Cloudflare (NET) +17.4%

Netflix (NFLX) +16.6%

Snowflake Inc. (SNOW) +14.2%

Shopify (SHOP) +14.1%

ShotSpotter (SSTI) +13.9%

Moving Down ⬇️

Ericsson (ERIC) -12.4%

Trupanion (TRUP) -9.6%

Baozun (BZUN) -8.5%

Sea Limited (SE) -7.2%

Core & Main (CNM) -7.0%


Cloudflare (+17.4%)

Cloudflare got a nice boost this week after the stock got an upgrade from a Wells Fargo analyst.

Although we generally pay little heed to analyst upgrades considering the short-term lens they’re filtered through, it was interesting to see this analyst note that Cloudflare should benefit from a focus amongst enterprise customers on consolidating their relationships with vendors, and that the company is also seeing a payoff from investments in its relationship with channel partners.

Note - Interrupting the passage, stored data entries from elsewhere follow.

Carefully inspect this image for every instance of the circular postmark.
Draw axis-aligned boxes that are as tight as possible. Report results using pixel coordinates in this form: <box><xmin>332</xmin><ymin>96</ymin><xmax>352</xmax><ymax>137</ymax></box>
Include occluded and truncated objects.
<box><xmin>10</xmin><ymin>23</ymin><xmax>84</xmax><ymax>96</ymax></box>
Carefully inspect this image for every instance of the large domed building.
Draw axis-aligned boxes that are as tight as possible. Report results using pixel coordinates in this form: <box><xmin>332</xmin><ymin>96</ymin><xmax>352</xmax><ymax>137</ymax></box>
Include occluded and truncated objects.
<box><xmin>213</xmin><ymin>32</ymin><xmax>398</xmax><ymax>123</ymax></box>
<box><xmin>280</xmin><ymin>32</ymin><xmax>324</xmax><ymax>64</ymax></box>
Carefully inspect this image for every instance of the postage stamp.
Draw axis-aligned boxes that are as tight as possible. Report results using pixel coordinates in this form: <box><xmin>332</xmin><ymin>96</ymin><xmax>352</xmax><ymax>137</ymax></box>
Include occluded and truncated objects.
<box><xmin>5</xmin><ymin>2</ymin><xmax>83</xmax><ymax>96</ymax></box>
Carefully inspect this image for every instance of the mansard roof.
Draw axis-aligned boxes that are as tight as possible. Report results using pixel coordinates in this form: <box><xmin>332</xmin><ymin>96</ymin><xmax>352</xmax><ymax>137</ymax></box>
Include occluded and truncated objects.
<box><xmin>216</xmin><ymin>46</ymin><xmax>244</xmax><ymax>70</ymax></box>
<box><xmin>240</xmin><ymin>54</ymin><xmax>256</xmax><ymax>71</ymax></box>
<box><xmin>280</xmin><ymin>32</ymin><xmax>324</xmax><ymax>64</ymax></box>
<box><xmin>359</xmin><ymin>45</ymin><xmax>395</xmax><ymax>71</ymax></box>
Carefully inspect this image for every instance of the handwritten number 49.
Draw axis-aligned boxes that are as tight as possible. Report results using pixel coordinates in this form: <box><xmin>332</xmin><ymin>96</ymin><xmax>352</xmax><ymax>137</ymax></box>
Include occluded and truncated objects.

Cloudflare is an American web infrastructure and website security company, providing content delivery network services, DDoS mitigation, internet security, and distributed domain name server services. Though it’s been a winner for us since we selected it in August 2020, the stock has fallen almost 60% since the start of the year.

However, with the world becoming ever-more aware of the absolute need for cybersecurity solutions, Cloudflare will certainly play a big part in this future.


Netflix (+16.6%)

After a tough year so far, Netflix managed to surprise us all this week by reporting the addition of 2.41 million net new subscribers for the last quarter, more than doubling its own guidance of 1 million additions.

The boost in streamers bucks the trend of 2022, with Netflix having lost subscribers in the first two quarters of the year. Management also expects to add 4.5 million new subscribers in the final quarter.

Aside from subscribers, Netflix grew revenues by 6% year-over-year to $7.9 billion while taking in operating income of $1.5 billion.

The O.G. streamer also noted that it is garnering 2.6 times the U.S. viewership of Amazon and 1.4 times that of Disney and Hulu. With the rollout of its ad-supported offering coming in November, things are finally looking up for Netflix after an awful year in which it more than halved in value: “After a challenging first half, we believe we’re on a path to reaccelerate growth.”

Check out the latest episode of the Stock Club Podcast to find out more about Netflix’s success.


Ericsson (-12.4%)

Ericsson found itself down this week after the company reported a miss on earnings for the last quarter, with matters then made worse thanks to increased criticism from an activist investor firm.

Reporting on its fiscal third-quarter on Thursday morning, Ericsson posted revenues of 68 billion Swedish crowns ($6.02 billion), up more than 20% from the same time last year and beating analysts' estimates of 66.25 billion crowns ($5.8 billion).

The disappointment came in the company’s earnings, however, which fell to 7.1 billion crowns ($633 million) from 8.8 billion crowns ($779 million) a year earlier. Gross margin also fell from 44% to 41.4%.

On the earnings call, management blamed higher component and logistics costs for this contraction in earnings. In response, CEO Börje Ekholm said:

“We are also simplifying operations across the company to be proactive in reviewing options to reduce costs.”

Soon after the results were published, activist investor firm Cevian Capital AB — who owns a 5% stake in the company — branded the quarter “disappointing” and called on the company to “drain the swamp of losses.” This is likely to put even more pressure on management, especially with Ericsson stock now sitting at 4-year lows.